Investir dans l'agro-industrie et la transformation au Bénin (2026)
L'agriculture est le pilier central de l'économie béninoise, employant près de 70 % de la population active. Si la production de matières premières agricoles est historiquement forte, l'axe stratégique de développement majeur réside aujourd'hui dans la transformation industrielle locale. Investir dans l'agro-industrie au Bénin, particulièrement depuis la métropole de Cotonou et ses infrastructures logistiques (Port de Cotonou, Zone Industrielle de Glo-Djigbé - GDIZ), offre des opportunités de rendement pour les promoteurs nationaux, internationaux et la diaspora.
En résumé : l'investissement agro-industriel au Bénin (2026)
- Filières phares : anacarde (noix de cajou), coton/textile (1er producteur africain), soja et beurre de karité.
- Pôle de transformation : Zone Industrielle de Glo-Djigbé (GDIZ) à 45 km de Cotonou (1 640 ha).
- Incitations Code 2020 : exonérations fiscales/douanières sectorielles pouvant aller jusqu'à 17 ans (via l'APIEx).
- Formalités rapides : immatriculation GUFE/monentreprise.bj (17 000 FCFA pour une société en 24h).
Ce guide analyse les filières agricoles phares, le cadre fiscal du Code des investissements, les démarches de création d'entreprise et les clés pour réussir son projet agro-industriel au Bénin.
1. Les filières agricoles à fort potentiel industriel
Le Bénin dispose de plusieurs filières de renommée mondiale qui bénéficient d'un soutien actif de l'État pour leur structuration.

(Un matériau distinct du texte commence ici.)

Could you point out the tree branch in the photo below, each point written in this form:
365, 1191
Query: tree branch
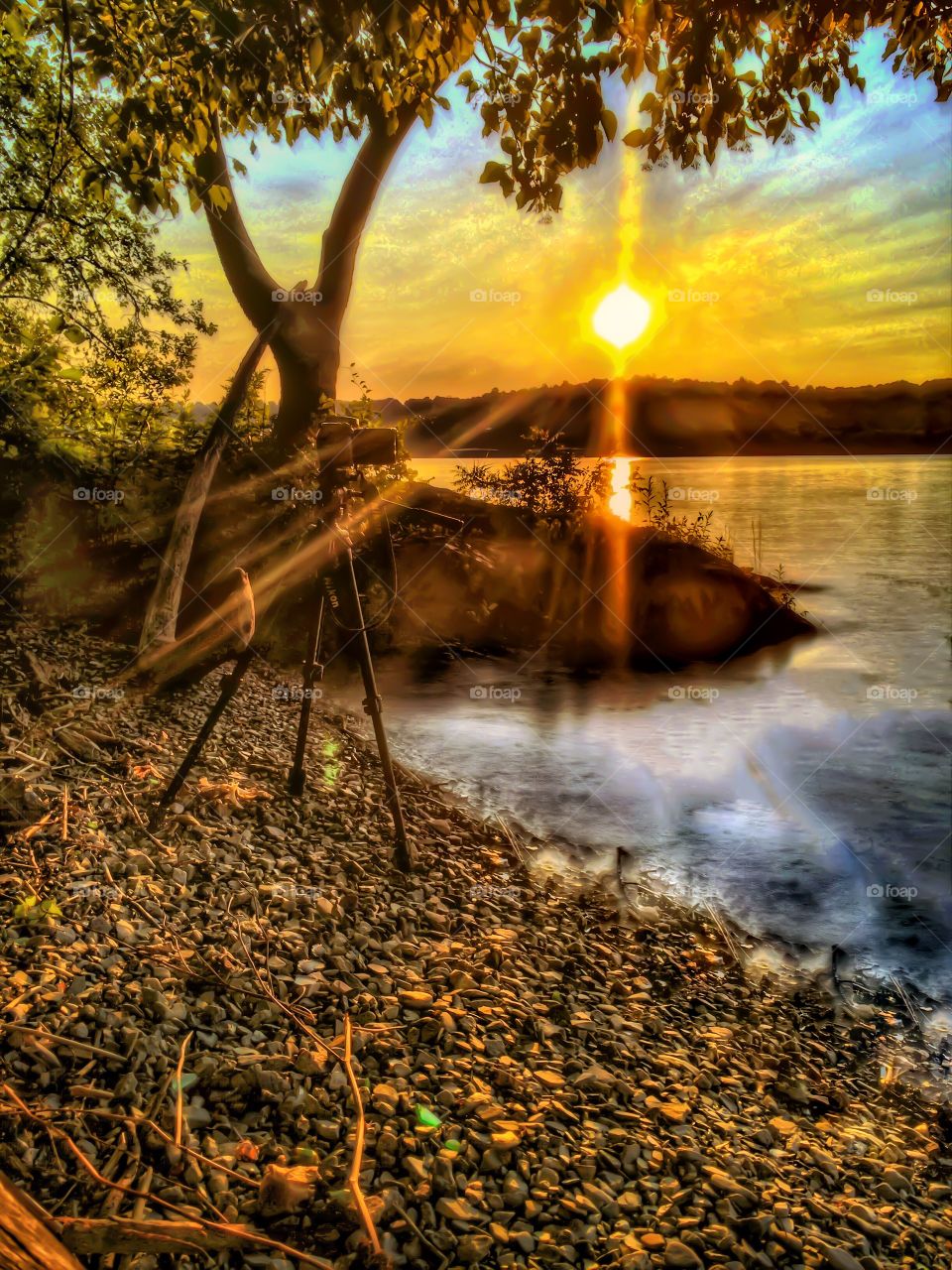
248, 277
341, 239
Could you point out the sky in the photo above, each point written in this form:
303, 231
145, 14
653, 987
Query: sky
760, 267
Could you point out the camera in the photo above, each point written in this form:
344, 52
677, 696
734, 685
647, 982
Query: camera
341, 444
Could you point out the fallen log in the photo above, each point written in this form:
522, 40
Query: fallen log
95, 1234
26, 1239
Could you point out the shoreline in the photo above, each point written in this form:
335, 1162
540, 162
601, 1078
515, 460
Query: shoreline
800, 961
542, 1083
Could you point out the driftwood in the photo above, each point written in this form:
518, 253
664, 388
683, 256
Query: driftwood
126, 1234
26, 1239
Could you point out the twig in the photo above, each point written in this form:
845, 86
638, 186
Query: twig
179, 1067
79, 1046
139, 1119
354, 1178
223, 1227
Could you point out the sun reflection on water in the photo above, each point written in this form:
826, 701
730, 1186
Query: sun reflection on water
620, 498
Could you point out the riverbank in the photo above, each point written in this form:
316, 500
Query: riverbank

La noix de cajou (anacarde)
Le Bénin est le deuxième producteur africain de noix de cajou. L'interdiction d'exporter les noix brutes sans transformation locale a créé un appel d'air pour l'installation d'usines de décorticage au sein de la GDIZ ou dans les périphéries de Cotonou. Un projet porté par Benin Cashew SA, filiale du groupe Arise IIP, prévoit la construction de cinq usines de transformation de l'anacarde ainsi qu'une unité spécialisée dans la production de baume de cajou au sein de la GDIZ. Le financement de ce projet a été approuvé par la BIDC en avril 2025. La transformation permet d'exporter des amandes de cajou prêtes à la consommation vers les marchés occidentaux et asiatiques avec une forte plus-value par rapport à l'exportation de noix brutes.
Le coton et le textile
Le Bénin est le premier producteur africain de coton. La GDIZ concentre une part croissante de son activité sur la filature, le tissage et la confection textile, avec plusieurs contrats signés récemment avec des groupes industriels internationaux du secteur. Pour un investisseur, la filière coton-textile offre des débouchés allant de l'égrenage à la confection de vêtements finis destinés à l'export, notamment vers les marchés américain et européen sous accords préférentiels.
Le soja et les oléagineux
La production de soja, conventionnel et biologique, a connu une croissance forte au Bénin ces dernières années. La demande nationale et régionale pour l'huile de soja raffinée, les tourteaux destinés à l'alimentation animale et le soja transformé est en expansion continue. L'implantation d'unités de trituration et de raffinage reste un créneau peu saturé, notamment pour approvisionner les filières avicoles et piscicoles locales.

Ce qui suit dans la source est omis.